Brown v. Town of Canton

4 Lans. 409
CourtNew York Supreme Court
DecidedJune 15, 1871
StatusPublished
Cited by8 cases

This text of 4 Lans. 409 (Brown v. Town of Canton) is published on Counsel Stack Legal Research, covering New York Supreme Court primary law. Counsel Stack provides free access to over 12 million legal documents including statutes, case law, regulations, and constitutions.

Bluebook
Brown v. Town of Canton, 4 Lans. 409 (N.Y. Super. Ct. 1871).

Opinions

By the Court

Parker, J.

This action was brought to recover the amount of three certificates of indebtedness for $100 each, dated on the first day of January, 1864, payable on the face thereof, to the plaintiff or to his order, upon their production and surrender respectively to the supervisor of the town, on the first day of March, 1865, 1866 and 1867, with interest.

The certificates were given to secure $300, bounty money, to plaintiff, then a minor under twenty-one years of age, who volunteered to assist in filling up the quota of the town of Canton, and was, on the 28th of December, 1863, mustered [410]*410into the service of the 'United States, and credited to the town of Canton, under the call of the president for 300,000 men. The defendant pleaded and offered to show that the plaintiff directed the supervisor of Canton to deliver the certificates, when made out and executed, to William S. Brown, his father, and, when due, to pay them to him; that they were so delivered; that the said William S. Brown sold and transferred them to one Woodbridge, who paid the amount thereof to him, and that Woodbridge presented them as they became due to the supervisor of the town of Canton for payment, and the same were thereupon paid to said Woodbridge; also that the plaintiff, when he volunteered, was under sixteen years of age, and residing with his father, the said William S. Brown; that said William S. Brown consented that he might enlist and be mustered into the military "service of the United States, and be credited to the quota of Canton, upon condition that he, said W. S. B., should have the bounty which the town was paying, and that the certificates should be delivered to him for his own use, which was agreed to by the plaintiff and the defendant; and that the certificates in question were, in- pursuance of such arrangement, delivered to him, for his own use ; that he subsequently sold and transferred them to one Woodbridge, who, when they became due, presented them to the supervisor of the town of Canton for payment, and they were thereupon fully paid to said W oodbridge.

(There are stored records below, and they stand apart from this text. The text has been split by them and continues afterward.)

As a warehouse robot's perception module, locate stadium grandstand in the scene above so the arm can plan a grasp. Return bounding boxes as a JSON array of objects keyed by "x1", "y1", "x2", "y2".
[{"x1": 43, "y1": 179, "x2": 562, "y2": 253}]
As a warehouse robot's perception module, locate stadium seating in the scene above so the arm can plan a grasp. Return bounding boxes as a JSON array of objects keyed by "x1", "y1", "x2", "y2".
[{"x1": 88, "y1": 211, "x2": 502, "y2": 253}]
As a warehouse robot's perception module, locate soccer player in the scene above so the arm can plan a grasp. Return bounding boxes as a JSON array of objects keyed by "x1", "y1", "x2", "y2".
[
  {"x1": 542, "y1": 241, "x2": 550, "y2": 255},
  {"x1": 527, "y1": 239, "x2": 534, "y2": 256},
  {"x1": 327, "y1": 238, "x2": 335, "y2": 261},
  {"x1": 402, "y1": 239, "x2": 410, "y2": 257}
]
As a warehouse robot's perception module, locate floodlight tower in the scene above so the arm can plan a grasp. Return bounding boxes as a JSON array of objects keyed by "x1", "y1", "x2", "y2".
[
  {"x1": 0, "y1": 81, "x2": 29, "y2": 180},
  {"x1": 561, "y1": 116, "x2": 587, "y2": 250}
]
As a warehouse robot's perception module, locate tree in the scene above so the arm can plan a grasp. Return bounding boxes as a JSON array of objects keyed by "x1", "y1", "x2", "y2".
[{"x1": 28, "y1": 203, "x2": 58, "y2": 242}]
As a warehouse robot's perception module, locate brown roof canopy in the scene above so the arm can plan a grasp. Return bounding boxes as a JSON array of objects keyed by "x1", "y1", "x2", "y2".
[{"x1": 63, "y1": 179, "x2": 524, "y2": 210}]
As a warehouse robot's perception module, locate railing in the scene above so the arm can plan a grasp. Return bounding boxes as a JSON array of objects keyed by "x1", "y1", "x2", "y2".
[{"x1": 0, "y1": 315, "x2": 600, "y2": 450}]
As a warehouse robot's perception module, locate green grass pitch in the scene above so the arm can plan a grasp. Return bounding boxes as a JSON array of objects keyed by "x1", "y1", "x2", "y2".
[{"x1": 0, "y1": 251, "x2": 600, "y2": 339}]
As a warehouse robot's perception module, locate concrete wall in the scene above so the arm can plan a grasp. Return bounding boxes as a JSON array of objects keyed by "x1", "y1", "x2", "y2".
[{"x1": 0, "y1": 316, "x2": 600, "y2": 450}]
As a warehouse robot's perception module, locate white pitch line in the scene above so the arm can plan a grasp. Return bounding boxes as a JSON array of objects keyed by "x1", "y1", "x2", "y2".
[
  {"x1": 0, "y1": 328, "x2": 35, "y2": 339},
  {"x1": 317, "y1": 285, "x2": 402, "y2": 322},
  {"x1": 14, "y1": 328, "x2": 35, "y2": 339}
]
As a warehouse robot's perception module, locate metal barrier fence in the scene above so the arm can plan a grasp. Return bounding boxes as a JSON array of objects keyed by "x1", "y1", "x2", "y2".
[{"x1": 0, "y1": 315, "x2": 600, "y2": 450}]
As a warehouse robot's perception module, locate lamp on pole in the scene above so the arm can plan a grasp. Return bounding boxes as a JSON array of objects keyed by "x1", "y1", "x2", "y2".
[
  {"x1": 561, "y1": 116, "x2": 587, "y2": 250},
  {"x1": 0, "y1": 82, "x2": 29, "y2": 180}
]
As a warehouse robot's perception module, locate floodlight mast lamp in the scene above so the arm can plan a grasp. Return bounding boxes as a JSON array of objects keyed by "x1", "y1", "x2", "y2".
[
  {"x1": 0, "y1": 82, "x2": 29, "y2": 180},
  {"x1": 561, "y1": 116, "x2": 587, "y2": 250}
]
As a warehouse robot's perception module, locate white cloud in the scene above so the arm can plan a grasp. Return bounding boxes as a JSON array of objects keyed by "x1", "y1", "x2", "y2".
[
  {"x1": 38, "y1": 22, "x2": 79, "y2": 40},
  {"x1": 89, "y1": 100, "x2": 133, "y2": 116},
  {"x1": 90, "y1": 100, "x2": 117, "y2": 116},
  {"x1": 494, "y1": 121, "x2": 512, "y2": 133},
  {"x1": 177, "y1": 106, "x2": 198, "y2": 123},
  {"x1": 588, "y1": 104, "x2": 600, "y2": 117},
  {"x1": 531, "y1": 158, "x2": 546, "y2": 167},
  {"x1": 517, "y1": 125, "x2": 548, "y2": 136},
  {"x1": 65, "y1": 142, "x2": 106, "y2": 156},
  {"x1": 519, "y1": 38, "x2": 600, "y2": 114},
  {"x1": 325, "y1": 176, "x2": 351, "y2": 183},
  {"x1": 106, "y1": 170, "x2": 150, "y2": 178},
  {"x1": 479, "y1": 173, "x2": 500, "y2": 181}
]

Upon the trial, the judge at. the circuit held that these facts so pleaded and offered to be proved did not constitute a defence, and excluded the evidence, to which defendant excepted.

The defendant also moved for a nonsuit on the ground that no cause of action was set forth against the town, in the complaint, for the reason that it did not appear that the supervisor, when payment of the certificate was demanded of him on behalf of plaintiff, had any funds in his hands out of which payment could be made ; also, that it did not appear that the plaintiff ever presented his claim to the board of [411]*411town auditors of the town of Canton; also, that no action for the demand in question lay against the town. The motion was denied, and defendant excepted.

A verdict was rendered, by direction of the court, for the plaintiff, for $450, the amount of the certificates with interest, and defendant appeals from the judgment.

In regard to the right to maintain the action against the town, I think the decision of the court at the circuit was correct.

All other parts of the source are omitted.